MOUSE MICROCYTIC ANEMIA CAUSED BY A DEFECT IN THE GENE ENCODING THE GLOBIN ENHANCER-BINDING PROTEIN NF-E2

THE nuclear DNA-binding protein NF-E2 is thought to mediate the powerful erythroid enhancer activity of the alpha and beta-globin locus control regions1-4 and participates in the control of genes encoding two enzymes of haem biosynthesis (porphobilinogen deaminase and ferrochelatase)1,5 The major component of NF-E2 is a 45K polypeptide (designated p45 NF-E2) that belongs to the basic region-leucine zipper family of transcription factors6. This subunit of NF-E2 is specifically expressed in haematopoietic progenitor cells and differentiated cells of the erythroid, megakaryocyte and mast cell lineages6. The gene encoding p45 NF-E2 (murine gene Nfe2) has been mapped to mouse chromosome 15 near the mutation microcytosis (mk).
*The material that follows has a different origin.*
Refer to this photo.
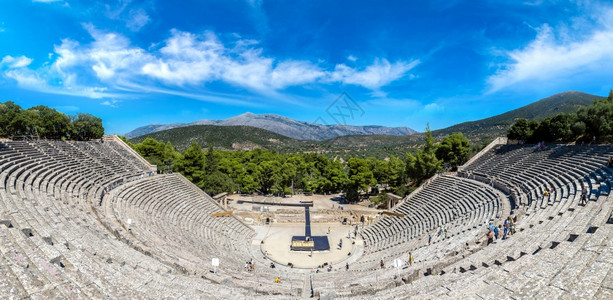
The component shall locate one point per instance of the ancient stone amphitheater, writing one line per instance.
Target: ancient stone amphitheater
(93, 220)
Homozygous mk mice have severe hypochromic microcytic anaemia as a result of decreased globin synthesis and defects in intestinal and erythroid iron absorption. Here we investigate whether the mk mutation lies within Nfe2 by characterizing the p45 NF-E2 gene and determining its DNA sequence in wild-type and mk alleles. The mk allele carries a missense mutation that causes substitution of valine by alanine at amino acid 173 of the p45 NF-E2 protein. Expression of p45 NF-E2 messenger RNA was detected in erythroid tissues of normal mice and in the duodenum of normal and severely anaemic beta-thalassaemic (Hbb(d-th3)/Hbb(d-th3)) mice. We propose that the mk mutation results in an impaired form of NF-E2 which fails to regulate both globin production and iron metabolism properly.